タスクとは、生まれて実施されて終えられて捨てられる。そんな存在。たとえ賞味の実施期間は短くとも、タスクのライフサイクル全体を見れば、管理する当人も驚くくらいに長くなっていたなんてことはザラにあるのではないでしょうか。長い時間というものはいろいろなものを変え得る可能性を秘めています。ビジネスの風向きが変わることもあれば、生活環境が変わることもあるでしょう。そんな変化を経てもタスクだけは絶対に不変であるなんてことはもちろんありません。もしかしたらタスクの中身、つまりやることは不変だったとしても、タスク管理者のタスクに対するまなざしが変わっていたなんてこともあるでしょう。そんなときにおもうのです。「このタスク名、何か変じゃね」と。
タスク名を変える。行為としてはこんな簡単なことはありません。でも私はこれが苦手でした。
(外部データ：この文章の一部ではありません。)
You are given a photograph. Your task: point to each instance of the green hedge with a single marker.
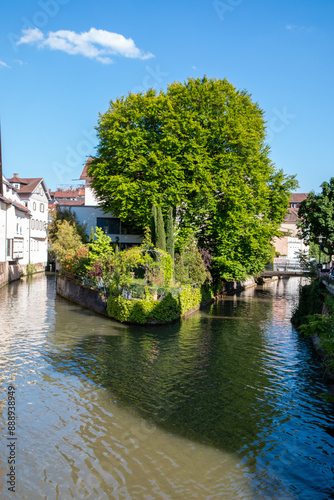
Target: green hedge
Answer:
(309, 320)
(165, 310)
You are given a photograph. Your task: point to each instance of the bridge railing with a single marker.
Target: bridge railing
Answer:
(285, 265)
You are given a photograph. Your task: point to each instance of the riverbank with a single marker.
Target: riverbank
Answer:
(314, 317)
(143, 311)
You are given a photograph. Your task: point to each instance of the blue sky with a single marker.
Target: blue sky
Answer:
(62, 61)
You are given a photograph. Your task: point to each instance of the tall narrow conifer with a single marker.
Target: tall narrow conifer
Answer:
(170, 233)
(154, 225)
(161, 234)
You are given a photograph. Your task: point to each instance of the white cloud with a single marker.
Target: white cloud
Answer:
(297, 27)
(31, 36)
(94, 44)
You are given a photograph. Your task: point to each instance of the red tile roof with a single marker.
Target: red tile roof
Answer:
(297, 197)
(29, 184)
(84, 174)
(15, 204)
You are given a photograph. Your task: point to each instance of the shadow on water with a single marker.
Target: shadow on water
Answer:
(234, 376)
(186, 377)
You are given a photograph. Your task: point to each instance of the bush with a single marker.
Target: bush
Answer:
(310, 302)
(143, 311)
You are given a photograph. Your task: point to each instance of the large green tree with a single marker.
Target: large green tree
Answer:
(316, 214)
(199, 147)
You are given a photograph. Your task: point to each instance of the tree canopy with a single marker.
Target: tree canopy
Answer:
(200, 148)
(316, 214)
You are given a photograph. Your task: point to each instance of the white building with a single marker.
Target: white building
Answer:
(93, 216)
(35, 197)
(23, 226)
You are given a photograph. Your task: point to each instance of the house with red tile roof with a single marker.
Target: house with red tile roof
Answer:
(26, 237)
(93, 216)
(289, 245)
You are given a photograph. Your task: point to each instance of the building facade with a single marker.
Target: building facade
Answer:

なぜでしょうか。ひとつには、改名するにあたり経年したタスクと真剣に向き合い直す必要があり、メンタル負荷的にこれを避けたいという心理がはたらいていたのかもしれません。もう一つは、改名することで前のタスク名が完全に消されてしまい、タスクの時間的な変遷が隠れてしまうことを惜しんでいたフシがあるような気がします。タスクを作成した当初はこういう意図や動機があってこう名付けたが、事情や事態が変わってああいうタスク名になった、というような情報は個人的には軽視できないメタ情報だとおもいます。タスク内にメモすればいいわけですが、改名のワークフローとフォーマットは統一されていた方が自分好みなので下のようなコードを書きました。新しいタスク名を入力するとタスクが改名されると同時に一つ前のタスク名は日付情報とともにヒストリとして保存されます。
Elisp Code
(setq org-log-into-drawer t)
(defun my/org-change-heading ()
"CHange the heading of the entry at `point'.
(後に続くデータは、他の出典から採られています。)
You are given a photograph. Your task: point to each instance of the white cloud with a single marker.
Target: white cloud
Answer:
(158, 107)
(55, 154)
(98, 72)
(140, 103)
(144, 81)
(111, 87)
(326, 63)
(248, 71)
The previous name will be stored along with the execution date."
(interactive)
(let* ((old-heading (org-get-heading t t t t))
(new-heading (read-string "Heading: " old-heading)))
(save-excursion
(org-back-to-heading t)
(replace-string old-heading new-heading nil
(line-beginning-position) (line-end-position))
(org-align-tags))
(org-add-log-setup 'state new-heading old-heading 'state)))
この機能を使うようになってからタスクの作成と改名が軽快におこなえるようになった気がします。「会議で提案されたアレをやっておく」のようなタスクが作成できるようになって、後で修正すせばいいからとタスク作成の心理的な負荷が軽減される一方で、修正後に残されたヒストリを見て「発生時にはアレと呼ばなければならないくらい、このタスクはあの時点では自分にとって新規性の高いものだったんだな」などと振り返ることができるのです。